For the SpanBert model fine-tuned on TACRED dataset (ie. mrm8488/spanbert-base-finetuned-tacred · Hugging Face) the subject and object entities (ie. PERSON, ORGANIZATION, etc) are substituted by an unused token at the original code :
replace the subject and object entities by their NER
tags such as “[CLS][SUBJ-PER] was born in
[OBJ-LOC] , Michigan, . . . ”
as described in their paper: https://arxiv.org/pdf/2004.14855.pdf
And can also be found in their code: https://github.com/facebookresearch/SpanBERT/blob/master/code/run_tacred.py
in lines 134 to 139:
def get_special_token(w):
if w not in special_tokens:
special_tokens[w] = "[unused%d]" % (len(special_tokens) + 1)
return special_tokens[w]
...
SUBJECT_START = get_special_token("SUBJ_START")
SUBJECT_END = get_special_token("SUBJ_END")
OBJECT_START = get_special_token("OBJ_START")
OBJECT_END = get_special_token("OBJ_END")
SUBJECT_NER = get_special_token("SUBJ=%s" % example.ner1)
OBJECT_NER = get_special_token("OBJ=%s" % example.ner2)

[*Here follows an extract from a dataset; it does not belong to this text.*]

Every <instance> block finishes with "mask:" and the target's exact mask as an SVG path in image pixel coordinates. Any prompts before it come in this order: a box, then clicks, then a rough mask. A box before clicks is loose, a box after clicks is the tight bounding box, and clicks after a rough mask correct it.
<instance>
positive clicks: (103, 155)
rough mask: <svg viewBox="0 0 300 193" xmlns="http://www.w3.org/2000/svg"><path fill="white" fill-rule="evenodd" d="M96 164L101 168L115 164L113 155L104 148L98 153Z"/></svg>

The issue is that to use the pre-trained models one has to substitute those tokens before tokenizing, but there is no way to obtain the originally used ones without the original data (which is not freely available). Does anyone have access to the TACRED dataset and is able to obtain these tokens (or the special_tokens dict) using the original code and share it? And maybe add it somewhere in the repo so it can be easily accessed.
Thanks!